Tim Weaver

Personal information
- Date of birth: April 30, 1975 (age 50)
- Place of birth: Livermore, California, United States
- Height: 5 ft 11 in (1.80 m)
- Position(s): Defender

Youth career
- 1993–1996: San Francisco Dons

Senior career*
- Years: Team / Apps / (Gls)
- 1997: San Francisco Bay Seals
- 1998–1999: San Jose Clash / 13 / (0)
- 2000: Bay Area Seals / 20 / (0)

= Tim Weaver =

American soccer player

Tim Weaver is a retired American soccer defender who played two seasons in Major League Soccer with the San Jose Clash.

==Soccer==
Weaver attended the University of San Francisco where he played on the men's soccer team from 1993 to 1996. In 1997, he turned professional with the San Francisco Bay Seals of the USISL. In January 1998, the Richmond Kickers signed Weaver.
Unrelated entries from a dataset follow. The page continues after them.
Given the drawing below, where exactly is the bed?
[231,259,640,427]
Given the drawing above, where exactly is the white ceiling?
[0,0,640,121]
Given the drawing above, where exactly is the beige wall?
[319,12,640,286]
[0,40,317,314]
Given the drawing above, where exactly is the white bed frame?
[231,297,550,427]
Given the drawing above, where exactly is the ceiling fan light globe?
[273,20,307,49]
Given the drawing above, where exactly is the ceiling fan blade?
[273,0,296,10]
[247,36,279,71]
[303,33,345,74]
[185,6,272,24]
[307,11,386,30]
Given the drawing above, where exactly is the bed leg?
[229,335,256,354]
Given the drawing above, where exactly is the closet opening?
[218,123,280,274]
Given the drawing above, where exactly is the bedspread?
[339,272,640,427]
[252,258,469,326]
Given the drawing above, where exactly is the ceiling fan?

On February 1, 1998, the San Jose Clash selected Weaver within the first round (third overall) of the 1998 MLS Supplemental Draft. In July 1998, Weaver had his right leg broken by a bad tackle in a friendly with Monarcas Morelia. He had played twelve games up to that time, but lost the rest of the season. He attempted to come back in 1999, but played only one game before being released. In 2000, he returned to the Seals, now playing in the USL A-League, for one last season. Weaver was recalled by the San Jose Earthquakes in 2002 for 3 games during the World Cup to replace Jeff Agoos. He didn't appear in any games.

==Medicine==
After his retirement from soccer, Weaver pursued a career in medicine.